Ground Water Canada

Features Geothermal
Editorial – Fall 2011

Change can be good

September 12, 2011  By Laura Aiken

What will your future as a water well driller look like?

What will your future as a water well driller look like?

Change is one of the most powerful words in existence. Just roll it off the tip of your tongue and see how quickly angst and excitement can co-exist. Change is also something we can count on. Whether times are good or bad, things are inevitably going to be different one of these tomorrows.


From my newcomer’s perspective, the ground water industry seems to be experiencing a rather competitive state of change. Municipalities choosing to supply water using pipelines, rising costs, the lagging economic recovery . . . these are just some of the things you’ve probably experienced as a water well driller. But ground water remains an important source of drinking water for many people and this is an industry full of the strength and dedication needed to adapt to change and face its challenges.

Geothermal installations have come to represent an important opportunity for the water well drilling industry and this is why we dedicate one issue a year to this growing industry. Geothermal is an infant relative to the water well profession, but it is a hustler that appears poised to boom.

Adding geothermal services to your repertoire may or may not be of interest to you, but it could be a viable way to keep yourself and your staff busy should the need arise. The geothermal industry needs people in order to grow. There is likely something to be gained from learning more about it, perhaps even taking some training, and then deciding whether expanding into the field is right for your drilling business.

The Canadian GeoExchange Coalition (CGC) has a progress meter on the home page of its website ( that points to just how excited this industry is in its mandate to grow. The CGC also recently began a national road mapping exercise with the Canadian ground source heat pump industry to effectively chart the progress of the industry and identify areas for future development.
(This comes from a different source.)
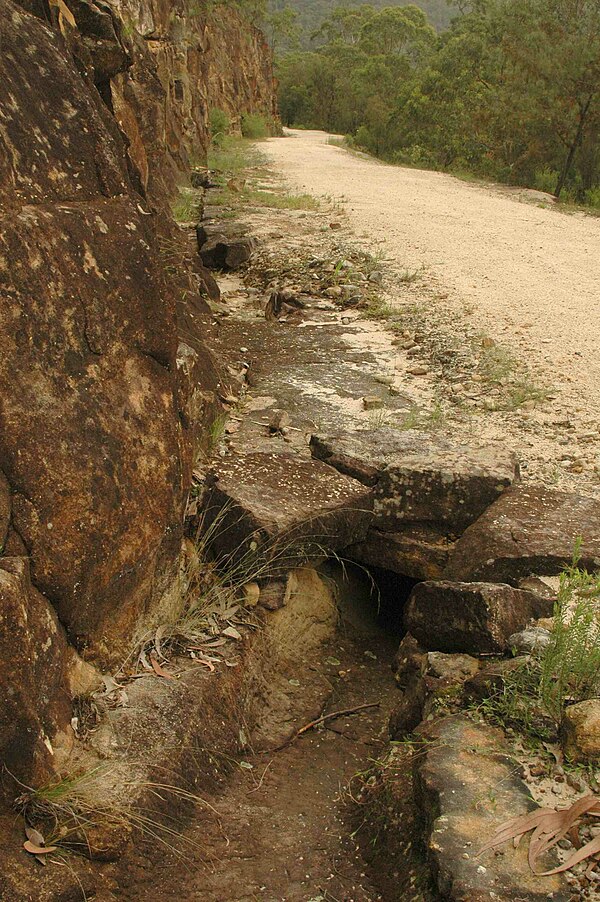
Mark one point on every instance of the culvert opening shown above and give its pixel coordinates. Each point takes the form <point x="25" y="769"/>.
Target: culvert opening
<point x="369" y="598"/>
 My general sense is that the uptake of geothermal installations by water well drillers has been relatively small to date. On one hand, there appears to be capital barriers, personal choices and perhaps some resistance to change at play. I have witnessed some friction between different ways of thinking by the two industries. However, I have also seen a great willingness by people in both industries to collaborate, come together and work towards standardizing procedures and systems. The future may very well see more water well drillers expanding into geothermal territory. It is hard to say what the next generation will look like without a crystal ball but we can look to the next generation of people for insight. The youth are highly digital and more expectant of diversions and variations in their chosen profession, as they have been raised in an environment where people change employers and job skills more frequently than they used to. Based on this line of thinking, the next generation of drillers is well positioned to maximize the use of thier skills by applying them across different, but complementary, industries, like ground water and geothermal.

The two industries have one big thing in common: a desire to protect the Earth through a cleaner way of doing things. A natural, economical source of drinking water and a natural, economical source of heating and cooling for the homes and businesses of our country (and beyond, should the calling strike). Seems like good common ground to me.